For example, N is expected to vary with energy‐ or resource availability and, accordingly, the more‐individual hypothesis (MIH) is one of the classic explanations for the LDG (Brown, 2014; Srivastava & Lawton, 1998; Wright, 1983). Historically, the MIH has referred to a collection of different mechanisms by which higher total abundance translates to higher species diversity, including effects on extinction and speciation rates (Evans et al., 2005; Scheiner & Willig, 2005; Storch et al., 2018). However, here we use the term more narrowly to only mean passive sampling effects (Coleman et al., 1982), which is the process by which larger communities (e.g. in the tropics) randomly sample a larger portion of a species pool than small ones (e.g. in temperate regions) (Wright, 1983). Abundance‐related processes that influence extinction (e.g. demographic stochasticity) and diversification rates over the longer term likely alter the SAD and regional species pool, and therefore would be captured by SAD effects in our framework. Indeed, there are a large number of ecological and evolutionary mechanisms that shape and maintain latitudinal gradients in regional SADs. These include differences in time for speciation, environmental stability, species interactions, and niche‐processes (Fine, 2015). While the LDG is generally strongest at larger spatial grains (Hillebrand, 2004), it is largely unknown how such species pool gradients combine with gradients of total abundance to determine local‐scale diversity gradients.

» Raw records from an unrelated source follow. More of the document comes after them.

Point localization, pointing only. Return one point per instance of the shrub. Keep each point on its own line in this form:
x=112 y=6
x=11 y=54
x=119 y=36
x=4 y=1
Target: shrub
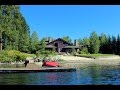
x=13 y=55
x=84 y=50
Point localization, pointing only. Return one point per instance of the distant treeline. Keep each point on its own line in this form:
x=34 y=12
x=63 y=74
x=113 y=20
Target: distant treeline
x=15 y=34
x=105 y=44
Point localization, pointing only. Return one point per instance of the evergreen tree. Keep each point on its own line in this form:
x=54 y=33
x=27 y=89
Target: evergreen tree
x=94 y=43
x=34 y=42
x=103 y=41
x=15 y=32
x=118 y=45
x=67 y=38
x=114 y=45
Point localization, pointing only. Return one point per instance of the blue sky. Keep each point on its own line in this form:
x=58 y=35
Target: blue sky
x=76 y=21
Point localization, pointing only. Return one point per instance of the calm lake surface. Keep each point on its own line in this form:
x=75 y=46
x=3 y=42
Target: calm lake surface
x=85 y=75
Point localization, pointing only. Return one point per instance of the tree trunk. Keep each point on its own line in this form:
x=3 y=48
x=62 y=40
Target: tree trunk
x=0 y=43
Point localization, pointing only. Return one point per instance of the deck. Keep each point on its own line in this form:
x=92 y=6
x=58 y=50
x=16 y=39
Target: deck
x=33 y=68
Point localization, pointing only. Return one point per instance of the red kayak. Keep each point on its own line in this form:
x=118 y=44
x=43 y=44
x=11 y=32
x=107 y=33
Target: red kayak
x=50 y=64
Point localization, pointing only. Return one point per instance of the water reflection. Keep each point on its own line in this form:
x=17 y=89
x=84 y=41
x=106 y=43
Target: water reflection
x=85 y=75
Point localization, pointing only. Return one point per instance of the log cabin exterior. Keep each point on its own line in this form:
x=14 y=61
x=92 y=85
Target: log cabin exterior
x=60 y=45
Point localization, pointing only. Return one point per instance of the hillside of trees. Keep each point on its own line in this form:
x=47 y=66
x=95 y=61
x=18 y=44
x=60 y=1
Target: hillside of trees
x=15 y=35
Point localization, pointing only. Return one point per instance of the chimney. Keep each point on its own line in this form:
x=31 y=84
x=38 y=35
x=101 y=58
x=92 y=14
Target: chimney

Here, we applied the analytical framework to analyze latitudinal gradients of two publicly available datasets with standardized community surveys: (1) forest trees from the Gentry plot dataset (Gentry, 1988, Phillips & Miller, 2002) and (2) reef fish from the Reef Life Survey (Edgar et al., 2020; Edgar & Stuart‐Smith, 2014). Importantly, both data sets use a fixed sampling effort in terms of plot/transect size for their respective sites. Therefore, latitudinal variation in sample diversity reflects changes in the regional species pool (SAD) as well as natural variation in the observed number of individuals (i.e. more‐individuals effect).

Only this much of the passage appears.